DiceFanOn one hand, components are what make or break a board game. The Avalon Hill version of Cosmic Encounter had annoying shapes for the ships that made them awful to manipulate, whereas the Fantasy Flight version goes for a simple, stackable shape. I’m a huge fan of the level tokens in Mage Knight – they exist in a stack on your character card that tell you your current statistics, but when you level up you take the top one, flip it over, and put into your ally area, creating a new command token to use with allies. It’s a simple trick but one that uses these small pieces of cardboard in a smart way. Likewise, the secret combat dials in Rex: Final Days of an Empire are perfectly designed to keep hidden information while also slotting in other cardboard tokens in a smart, economical way.
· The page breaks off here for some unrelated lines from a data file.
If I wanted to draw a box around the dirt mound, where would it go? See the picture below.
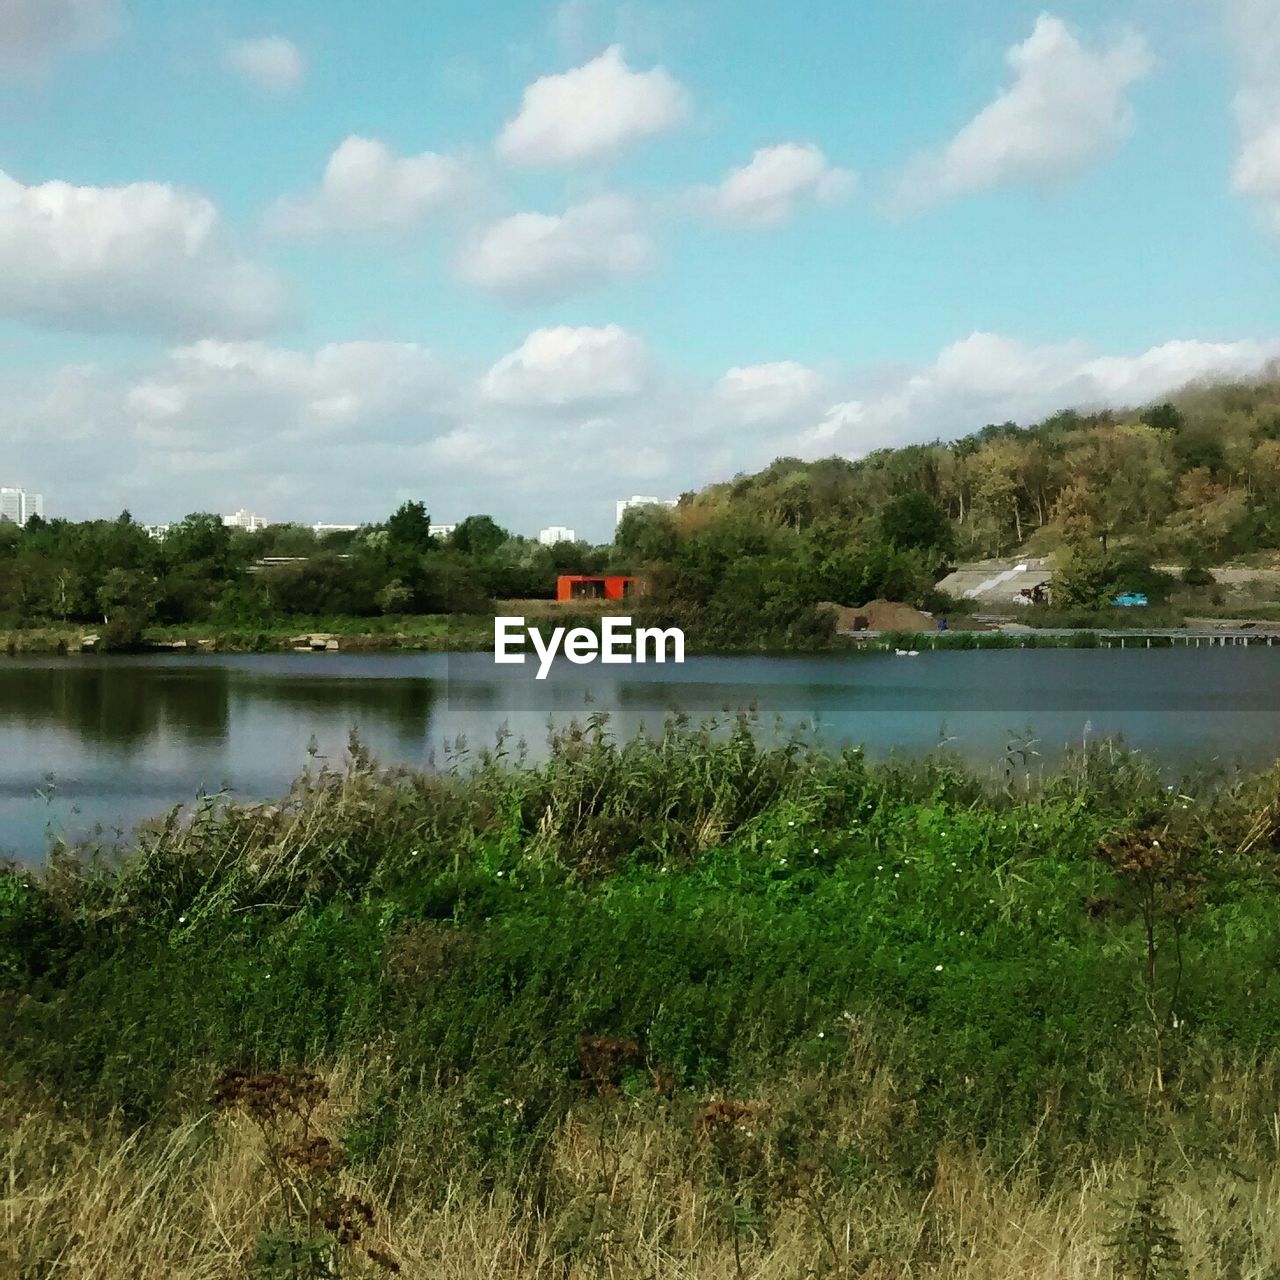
[818,599,933,633]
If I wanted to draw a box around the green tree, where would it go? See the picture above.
[451,514,508,557]
[385,501,434,554]
[879,491,953,554]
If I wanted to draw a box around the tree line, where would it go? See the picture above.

So, components are cool when done right. But I’m not a fan of the accumulation of components in modern board games. This business model was invented by Fantasy Flight Games, as they figured out pretty early that bits sell games. And so, they cram their games full of components, often to the game’s detriment. While the component design in something like X-Wing is great (the swappable bases, maneuver dials, and movement rulers make that game work), it also suffers from lots of tokens to track ongoing states, tokens that proliferate across the myriad expansions. Staring at Arkham Asylum and it’s multiple decks of cards and countless tokens just makes me never want to play that game. I already don’t get War of the Ring out often enough because set-up is a pain. And that gets worse when you’re trying to find the 80 different token types. Other game manufacturers have followed Fantasy Flight’s lead, cramming their boxes with cardboard. I’m more leery in my board game purchases because I don’t want to have to figure out how to store and distribute thousands of token types.

And yet, I am always down for custom dice. Because custom dice can generate more than just a number. They can generate attacks, defenses, and special effects – all with one die. They can have multiple symbols on a single face, generating more interesting outcomes than is possible with just a number. They’re a concise, randomized way to create more interesting results than just pass/fail. The dice of Imperial Assault or Descent are a good example of this, generating three possible statistics with every roll that gives the combat some dimensionality.

Roleplayers have an aversion to custom dice. I don’t know why. You often see complaints along the lines of “what if I lose some of the dice? Then I can’t play this game ever again!” which is a fairly false premise to me. For one, with production falling more and more into the hands of consumers with every passing day, I’m almost positive that someone will have created Makerbot files for these wacky dice. And for two, do you really need to play this one game for the rest of your life? I realize that D&D has been played by some groups for more than four decades straight, but I think most games are more ephemeral than that. Game systems adapt and change with advances in the industry – I’m pretty sure I couldn’t sit down to play something like Cyberpunk 2020 without regretting that it doesn’t include hero point mechanics or any of the other iterations in the industry since that game came out that have improved gameplay. So, the idea of losing your custom dice and not being able to play that game twenty years in the future seems like a false dichotomy. None of these Playstation games work either, but I got my fun out of them and have moved on to PS 2, 3, and 4 games. But it makes me sad that roleplayers are so averse to using new technologies to play their games. Custom dice and custom cards can play with more facets than just a number. And numbers are kinda played out.

Custom dice may throw some people for a loop, but I’d rather take them than twenty different stacks of counters.